2.3.3 Une configuration compacte

Abhilasha Singh a démarré son projet de doctorat au LNHB en 2017 sous mon encadre-ment quotidien, et sous la direction du Pr A.-M. Nourreddine de l’Université de Strasbourg,

et l’achèvera en 2020. L’objectif de ce travail est de pouvoir mesurer des spectres bêta avec une très grande précision et d’en extraire des facteurs de forme expérimentaux de qualité métrologique, en partant de l’expérience acquise avec le dispositif existant développé par C. Bisch.

Figure 2.11 – Simulations avec Geant4 des trajectoires des électrons émis depuis la source, dans la configuration géométrique précédente . 2π sr et la nouvelle configuration ' 4π sr. L’idée essentielle consiste à faire évoluer le dispositif précédent en adoptant une confi-guration géométrique compacte, avec deux détecteurs silicium entourant la source, pour obtenir un angle solide proche de 4π sr. La figure 2.11 montre une simulation Geant4 de trajectoires de particules β émises par la source dans la configuration précédente, à gauche, et dans une configuration compacte, à droite. Le gain est évident : les électrons diffusés semblent être quasiment tous détectés dans l’un ou l’autre des deux détecteurs silicium. La somme des énergies déposées événement par événement, grâce à une mesure en coïncidence, doit permettre d’obtenir un spectre bêta identique au spectre émis initial. Rappelons-nous que c’était l’hypothèse adoptée dans les anciennes mesures ayant adoptées le même type de configuration [Rei74]. Pour le vérifier, des simulations Monte Carlo du spectre du 14C ont été effectuées et le résultat est présenté en figure 2.12. Là encore, le gain obtenu grâce à une configuration compacte est évident. Cependant, il est important de remarquer la dépendance de la forme du spectre simulé en fonction de la distance entre les deux détecteurs. Même une distance de 1 mm a une influence significative qui doit être corrigée, ce qui n’était pas fait dans les anciennes mesures car les simulations Monte Carlo de particules interagissant dans la matière n’étaient pas d’utilisation courante.

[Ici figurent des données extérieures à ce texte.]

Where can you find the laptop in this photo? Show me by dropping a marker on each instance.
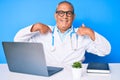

Depuis 2014, de nouveaux détecteurs PIPS d’une épaisseur de 1 mm sont commer-cialement disponibles. Abhilasha a élaboré le nouveau dispositif autour de deux de ces détecteurs, tout en conservant la modularité nécessaire à un changement par deux détec-teurs Si(Li) de 5 mm d’épaisseur. Plusieurs possibilités ont été dessinées, imprimées en 3D et testées en conditions réelles jusqu’à obtenir la configuration géométrique optimale. La distance entre les deux faces d’entrée de nos détecteurs ne peut être a priori inférieure à 3 mm, du fait de l’encapsulation des détecteurs, des épaisseurs minimales pour les porte-détecteurs en cuivre, et de l’épaisseur de la source. L’électronique et les connectiques ont été entièrement repensées. Des préamplificateurs de charge bas bruit A1422H de chez CAEN ont été placés au plus près des détecteurs. La figure 2.13 montre ces changements. Des modules bas bruit ont été acquis pour l’alimentation en puissance des préamplificateurs et

Figure 2.12 – Simulation du spectre du 14C mesuré avec un seul détecteur silicium ou avec deux détecteurs silicium en coïncidence. Dans cette dernière configuration, l’influence de la distance entre les deux détecteurs a été étudiée, ici pour 1 mm et 3 mm.

pour la haute tension appliquée aux détecteurs. Une nouvelle pompe plus puissante a été mise en place et pratiquement tous les raccords de vide ont été changés par des joints en cuivre ou en aluminium. Les vibrations induites par la pompe ont été fortement atténuées par l’ajout de soufflets et d’un bac à sable. L’alimentation de la pompe a été découplée de la masse de notre système de détection à l’aide d’un transformateur car elle réinjectait trop de bruit. Une sonde de température a également été mise en place permettant de connaître en temps réel la température des détecteurs.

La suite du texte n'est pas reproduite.